The most popular sectors for buyout shops in the first quarter remained high technology, consumer products and services, and industrials. Add-on deals also remained popular, accounting for nearly half of deal volume, as buyout shops continued to build on to their portfolio companies in anticipation of exits down the road.

Carve-outs accounted for only about 2.5 percent of deals, down from 9.1 percent in the fourth quarter. This could reflect improvement in the economy, which has strategic buyers feeling less pressure to generate cash by selling non-core assets, Tom Avery, head of the financial sponsors group at investment bank Raymond James, told Buyouts. “Carve-outs are also notoriously hard to do, so the PE guys may be focusing their efforts on the more robust and better quality deal flow elsewhere.”

The largest deal of the quarter, the buyout of IMS Health, was financed with high-yield debt, a financing tool that wasn’t deployed in a single sponsor deal in all of 2009.

In February, the health care technology company issued $1 billion in senior notes due 2018 to help finance TPG and CPP Investment Board’s $5.2 billion buyout of the company (Leonard Green & Partners was also a co-investor). “To have done a $5 or $6 billion deal right at the beginning of the next buyside cycle? That tells me that we’ll be doing bigger deals and a higher volume of deals in this cycle more quickly than we did in the last cycle,” said Bradley of Morgan Stanley.

A number of firms made their first platform control-stake investments in the first quarter after a prolonged dry spell. Arsenal Capital Partners made its first acquisition since October 2008 in March when it bought FrontStream Payments Inc., a credit card payment processor. “We do feel that the M&A market is stabilizing and starting to recover,” Terry Mullen, the founder of Arsenal Capital, told Buyouts. RLJ Equity Partners made its first-ever acquisition, more than four years after media entrepreneur Robert L. Johnson founded the firm. In January the firm paid $90 million to buy Fleischmann’s Vinegar Co. Inc., which supplies industrial grade vinegar to food companies.

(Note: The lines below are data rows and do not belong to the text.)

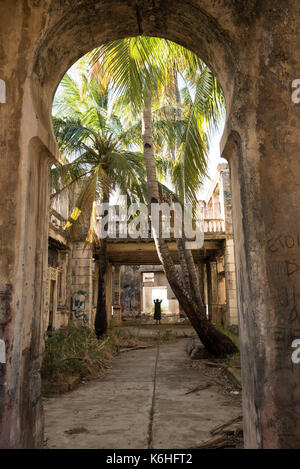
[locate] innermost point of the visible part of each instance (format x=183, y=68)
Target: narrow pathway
x=141, y=403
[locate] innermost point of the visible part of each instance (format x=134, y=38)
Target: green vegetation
x=75, y=351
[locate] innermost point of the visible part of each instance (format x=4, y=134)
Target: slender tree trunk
x=101, y=314
x=214, y=341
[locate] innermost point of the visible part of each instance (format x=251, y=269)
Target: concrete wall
x=252, y=47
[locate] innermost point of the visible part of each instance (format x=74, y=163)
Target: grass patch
x=75, y=351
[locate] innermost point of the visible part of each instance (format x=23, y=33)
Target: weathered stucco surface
x=253, y=47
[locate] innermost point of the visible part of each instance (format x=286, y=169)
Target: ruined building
x=253, y=49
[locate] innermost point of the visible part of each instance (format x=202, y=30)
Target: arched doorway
x=238, y=42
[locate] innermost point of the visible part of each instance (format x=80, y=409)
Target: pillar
x=81, y=291
x=117, y=306
x=212, y=289
x=108, y=293
x=230, y=279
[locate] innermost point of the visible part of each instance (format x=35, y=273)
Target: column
x=230, y=278
x=108, y=293
x=117, y=307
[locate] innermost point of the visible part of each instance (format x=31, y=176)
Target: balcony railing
x=214, y=225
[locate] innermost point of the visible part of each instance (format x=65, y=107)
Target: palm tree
x=140, y=68
x=98, y=159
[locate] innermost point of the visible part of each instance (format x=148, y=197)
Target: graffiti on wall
x=78, y=306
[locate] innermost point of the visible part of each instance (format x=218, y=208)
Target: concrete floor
x=141, y=403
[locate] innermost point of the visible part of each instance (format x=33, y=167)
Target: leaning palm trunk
x=189, y=297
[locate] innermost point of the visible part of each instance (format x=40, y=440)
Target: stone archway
x=255, y=58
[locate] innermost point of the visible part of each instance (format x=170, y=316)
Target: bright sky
x=214, y=154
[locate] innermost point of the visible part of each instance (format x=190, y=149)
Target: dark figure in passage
x=157, y=311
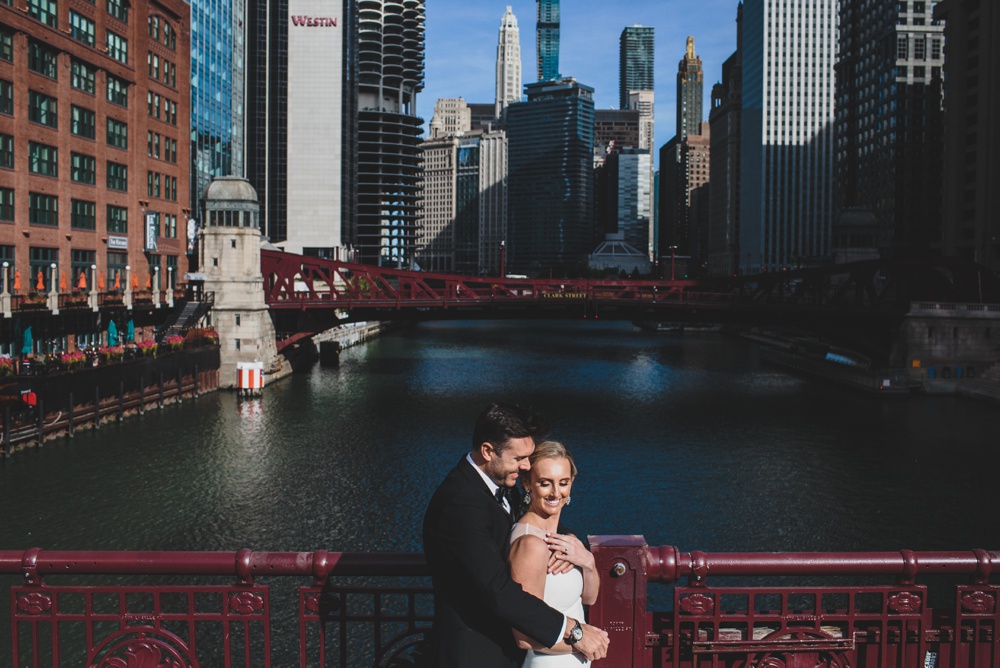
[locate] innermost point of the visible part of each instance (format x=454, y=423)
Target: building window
x=81, y=262
x=40, y=263
x=6, y=97
x=153, y=65
x=44, y=10
x=152, y=184
x=42, y=59
x=117, y=91
x=6, y=43
x=172, y=271
x=7, y=205
x=117, y=176
x=170, y=226
x=117, y=219
x=84, y=122
x=7, y=151
x=82, y=76
x=116, y=269
x=81, y=28
x=83, y=215
x=117, y=47
x=84, y=168
x=43, y=159
x=43, y=109
x=118, y=9
x=43, y=209
x=117, y=133
x=169, y=37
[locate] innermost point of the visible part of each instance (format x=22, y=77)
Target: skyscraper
x=508, y=63
x=722, y=251
x=972, y=114
x=889, y=119
x=302, y=164
x=218, y=53
x=689, y=92
x=635, y=62
x=547, y=40
x=550, y=186
x=786, y=152
x=391, y=73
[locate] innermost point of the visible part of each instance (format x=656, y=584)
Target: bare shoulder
x=529, y=549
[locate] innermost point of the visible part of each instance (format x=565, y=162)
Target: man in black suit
x=466, y=540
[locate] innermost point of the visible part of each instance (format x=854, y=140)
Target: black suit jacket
x=466, y=541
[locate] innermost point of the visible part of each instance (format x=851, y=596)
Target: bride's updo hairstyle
x=553, y=450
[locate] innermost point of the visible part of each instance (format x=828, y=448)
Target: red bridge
x=863, y=303
x=187, y=609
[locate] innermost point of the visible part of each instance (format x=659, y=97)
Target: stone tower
x=230, y=260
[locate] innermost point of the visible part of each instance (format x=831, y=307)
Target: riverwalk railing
x=353, y=609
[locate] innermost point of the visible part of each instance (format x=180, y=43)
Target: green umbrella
x=28, y=343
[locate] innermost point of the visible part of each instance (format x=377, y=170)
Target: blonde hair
x=553, y=450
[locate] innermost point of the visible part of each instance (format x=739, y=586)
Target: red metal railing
x=345, y=618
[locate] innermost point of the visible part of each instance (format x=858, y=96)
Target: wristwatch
x=575, y=635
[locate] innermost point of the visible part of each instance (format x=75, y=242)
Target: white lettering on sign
x=315, y=21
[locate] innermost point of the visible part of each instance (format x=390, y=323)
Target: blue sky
x=461, y=42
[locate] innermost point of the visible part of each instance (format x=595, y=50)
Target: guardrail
x=344, y=617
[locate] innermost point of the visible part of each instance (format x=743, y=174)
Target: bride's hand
x=566, y=552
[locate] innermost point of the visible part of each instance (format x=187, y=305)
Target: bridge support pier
x=230, y=259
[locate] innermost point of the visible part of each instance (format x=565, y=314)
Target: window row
x=82, y=265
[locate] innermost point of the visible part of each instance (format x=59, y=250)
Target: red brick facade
x=90, y=167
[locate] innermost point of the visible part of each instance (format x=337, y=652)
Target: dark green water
x=686, y=439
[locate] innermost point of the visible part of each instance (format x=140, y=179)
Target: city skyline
x=461, y=47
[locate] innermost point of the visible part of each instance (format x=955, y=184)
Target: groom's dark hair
x=501, y=422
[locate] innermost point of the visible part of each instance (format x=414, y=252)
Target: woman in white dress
x=537, y=549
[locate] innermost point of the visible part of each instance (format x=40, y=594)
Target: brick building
x=94, y=148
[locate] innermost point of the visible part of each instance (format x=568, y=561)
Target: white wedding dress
x=563, y=593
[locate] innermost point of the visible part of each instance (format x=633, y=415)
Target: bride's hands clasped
x=567, y=551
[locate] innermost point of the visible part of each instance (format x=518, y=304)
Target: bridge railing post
x=622, y=565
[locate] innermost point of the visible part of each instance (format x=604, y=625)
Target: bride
x=555, y=567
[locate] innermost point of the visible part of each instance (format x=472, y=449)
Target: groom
x=466, y=540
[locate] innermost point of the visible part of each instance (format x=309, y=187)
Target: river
x=686, y=439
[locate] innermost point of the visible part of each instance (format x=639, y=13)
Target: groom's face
x=503, y=468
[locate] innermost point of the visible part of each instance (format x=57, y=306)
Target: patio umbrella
x=27, y=343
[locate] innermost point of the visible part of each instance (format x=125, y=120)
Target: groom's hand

And Leonard Green made its first acquisition in 28 months in January when it bought AerSale Holdings Inc., a company that buys used aircraft, for $250 million. The firm had been on the sidelines in part because executives there thought purchase price multiples were too high in the latter half of the buyout boom. “You need a market where credit is not too easy, not too tight, and we’re kind of right there now,” John Danhakl, a managing partner at the firm, told Buyouts in January.

Turnaround shops were among most active investors in the quarter. The second largest deal of the quarter was Ares Management LLC‘s and Teachers Private Capital’s acquisition of Simmons Bedding Co. out of bankruptcy. Platinum Equity was among the second-most prolific firms with four investments, and two other turnaround shops—BlackEagle Partners LLC and Marlin Equity Partners LLC—each posted three investments.

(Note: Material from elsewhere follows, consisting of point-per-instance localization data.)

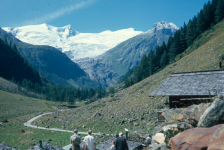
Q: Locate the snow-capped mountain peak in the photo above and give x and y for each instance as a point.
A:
(76, 45)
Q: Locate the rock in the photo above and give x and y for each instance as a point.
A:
(217, 139)
(183, 126)
(157, 129)
(193, 113)
(171, 127)
(196, 138)
(213, 114)
(172, 115)
(159, 138)
(156, 146)
(96, 114)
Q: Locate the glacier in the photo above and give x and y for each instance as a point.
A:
(74, 44)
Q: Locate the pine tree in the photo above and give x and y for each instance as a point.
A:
(219, 12)
(208, 14)
(182, 41)
(190, 33)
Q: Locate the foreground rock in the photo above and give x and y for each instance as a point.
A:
(156, 146)
(197, 138)
(159, 138)
(4, 146)
(213, 114)
(217, 139)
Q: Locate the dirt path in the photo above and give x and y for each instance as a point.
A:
(28, 124)
(67, 147)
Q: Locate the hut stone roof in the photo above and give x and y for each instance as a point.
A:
(193, 83)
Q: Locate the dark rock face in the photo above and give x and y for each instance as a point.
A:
(195, 139)
(213, 114)
(217, 140)
(55, 65)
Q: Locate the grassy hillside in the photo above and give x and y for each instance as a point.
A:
(132, 108)
(129, 108)
(13, 105)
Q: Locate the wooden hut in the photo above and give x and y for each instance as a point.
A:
(189, 88)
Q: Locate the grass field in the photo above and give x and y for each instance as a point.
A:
(131, 103)
(15, 134)
(134, 102)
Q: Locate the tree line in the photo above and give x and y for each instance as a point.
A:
(17, 69)
(211, 14)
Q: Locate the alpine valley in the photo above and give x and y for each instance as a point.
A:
(104, 56)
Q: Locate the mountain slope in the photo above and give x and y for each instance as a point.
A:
(132, 108)
(55, 65)
(109, 67)
(14, 67)
(74, 44)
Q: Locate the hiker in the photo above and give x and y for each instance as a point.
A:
(90, 141)
(75, 140)
(121, 143)
(148, 140)
(113, 146)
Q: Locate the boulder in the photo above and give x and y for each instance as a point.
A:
(217, 139)
(196, 138)
(95, 115)
(193, 113)
(159, 138)
(170, 127)
(213, 114)
(157, 129)
(172, 115)
(156, 146)
(183, 126)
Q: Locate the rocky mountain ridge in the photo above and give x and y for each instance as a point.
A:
(74, 44)
(54, 64)
(109, 67)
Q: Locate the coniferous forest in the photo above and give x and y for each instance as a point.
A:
(17, 69)
(211, 14)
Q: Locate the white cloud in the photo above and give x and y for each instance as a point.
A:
(58, 13)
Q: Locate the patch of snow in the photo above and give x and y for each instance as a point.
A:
(66, 39)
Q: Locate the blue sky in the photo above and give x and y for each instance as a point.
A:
(94, 16)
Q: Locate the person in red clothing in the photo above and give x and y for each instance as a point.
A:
(121, 143)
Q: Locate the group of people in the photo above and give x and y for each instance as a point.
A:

H.I.G. Capital, a firm that also pursues turnarounds, among other strategies, was the most active firm with six control-stake deals. Other active investors included The Carlyle Group and The Riverside Company, which both tied Platinum as the second most prolific firm with four control-stake deals each.

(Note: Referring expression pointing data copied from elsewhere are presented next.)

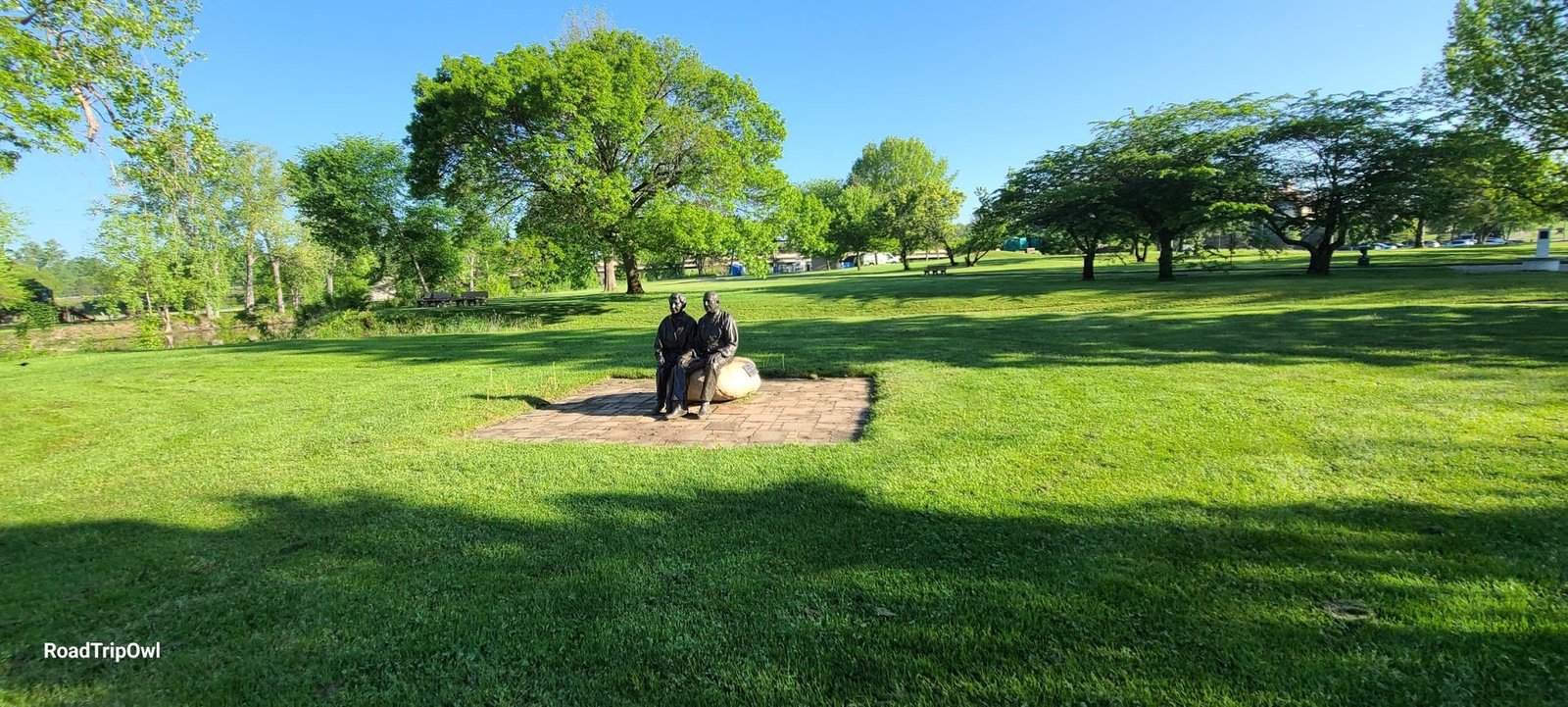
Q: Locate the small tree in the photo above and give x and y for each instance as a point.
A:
(1066, 196)
(985, 232)
(913, 195)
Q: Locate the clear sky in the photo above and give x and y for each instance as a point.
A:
(987, 85)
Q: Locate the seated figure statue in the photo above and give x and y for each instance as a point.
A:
(712, 348)
(670, 345)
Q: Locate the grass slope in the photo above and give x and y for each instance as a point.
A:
(1107, 492)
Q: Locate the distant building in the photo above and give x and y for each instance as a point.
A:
(41, 292)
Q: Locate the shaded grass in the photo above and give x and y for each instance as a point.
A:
(1107, 494)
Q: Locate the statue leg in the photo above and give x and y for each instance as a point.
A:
(678, 381)
(662, 384)
(710, 381)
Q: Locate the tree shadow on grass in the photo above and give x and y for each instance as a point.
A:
(1513, 335)
(804, 593)
(543, 308)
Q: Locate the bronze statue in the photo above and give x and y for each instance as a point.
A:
(670, 345)
(712, 347)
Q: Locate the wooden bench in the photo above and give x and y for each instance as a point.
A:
(436, 298)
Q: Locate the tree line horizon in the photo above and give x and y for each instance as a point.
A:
(604, 144)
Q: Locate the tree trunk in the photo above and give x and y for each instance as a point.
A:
(217, 277)
(634, 279)
(278, 280)
(1317, 264)
(250, 275)
(1167, 257)
(420, 273)
(169, 327)
(608, 278)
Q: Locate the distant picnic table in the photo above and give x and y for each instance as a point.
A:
(443, 298)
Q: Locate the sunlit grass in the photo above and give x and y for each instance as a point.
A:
(1102, 492)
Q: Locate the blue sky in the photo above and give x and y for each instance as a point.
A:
(987, 85)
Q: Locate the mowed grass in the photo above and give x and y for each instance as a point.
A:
(1112, 492)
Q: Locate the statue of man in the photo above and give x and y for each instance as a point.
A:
(712, 347)
(671, 342)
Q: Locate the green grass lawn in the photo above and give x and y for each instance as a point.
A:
(1110, 492)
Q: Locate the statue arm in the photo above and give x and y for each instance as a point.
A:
(659, 348)
(731, 337)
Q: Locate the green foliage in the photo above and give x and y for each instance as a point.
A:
(33, 316)
(1066, 492)
(350, 193)
(149, 332)
(911, 190)
(1509, 62)
(349, 324)
(12, 290)
(86, 62)
(1183, 170)
(1068, 198)
(592, 135)
(1337, 167)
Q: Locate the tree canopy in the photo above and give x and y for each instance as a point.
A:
(101, 65)
(1509, 62)
(913, 196)
(1181, 170)
(596, 128)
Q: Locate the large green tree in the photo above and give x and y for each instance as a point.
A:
(350, 193)
(1183, 170)
(106, 66)
(595, 128)
(255, 203)
(1509, 62)
(353, 198)
(172, 198)
(914, 201)
(1070, 198)
(1337, 168)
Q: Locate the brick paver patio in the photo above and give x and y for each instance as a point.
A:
(616, 410)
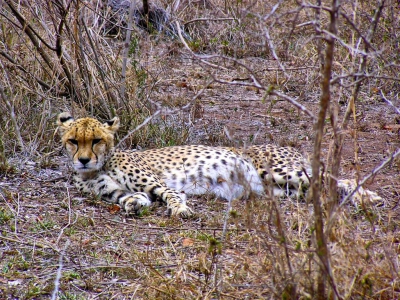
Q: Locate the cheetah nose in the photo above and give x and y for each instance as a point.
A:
(84, 160)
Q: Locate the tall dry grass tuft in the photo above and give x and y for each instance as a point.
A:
(321, 73)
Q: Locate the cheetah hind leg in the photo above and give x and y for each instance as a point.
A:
(346, 187)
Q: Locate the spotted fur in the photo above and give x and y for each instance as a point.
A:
(134, 179)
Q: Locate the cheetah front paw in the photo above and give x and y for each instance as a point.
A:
(135, 202)
(181, 210)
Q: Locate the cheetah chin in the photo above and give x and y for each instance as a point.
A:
(134, 179)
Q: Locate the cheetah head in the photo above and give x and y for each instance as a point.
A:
(87, 141)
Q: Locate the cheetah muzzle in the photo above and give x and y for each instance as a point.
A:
(134, 179)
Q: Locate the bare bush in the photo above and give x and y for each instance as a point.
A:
(321, 76)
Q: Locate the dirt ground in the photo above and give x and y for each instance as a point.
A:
(107, 255)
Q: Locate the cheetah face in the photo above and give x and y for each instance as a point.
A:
(87, 141)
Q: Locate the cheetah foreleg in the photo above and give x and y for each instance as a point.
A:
(110, 191)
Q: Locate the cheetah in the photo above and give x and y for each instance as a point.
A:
(134, 179)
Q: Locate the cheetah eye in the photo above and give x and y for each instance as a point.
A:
(95, 141)
(73, 141)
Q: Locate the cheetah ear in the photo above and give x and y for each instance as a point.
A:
(112, 125)
(64, 121)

Looking ahead, sponsors said they expect deal flow to stay strong, especially with changes to tax rates looming in 2011 for sellers. In the first quarter, buyout shop Pamlico Capital began looking at two deals in which the expected increase in the capital gains tax at the end of the year to 20 percent from 15 percent was a motivator for the seller, Watts Hamrick, managing partner, told Buyouts. Added Golub: “We could do a TV series on sellers biting their nails post-Thanksgiving: Do I accept a purchase price reduction or do I walk and give up on a 2010 deal? It would be a narrow audience but it would be a fabulous show.”

—Senior Editor Ari Nathanson contributed to this story.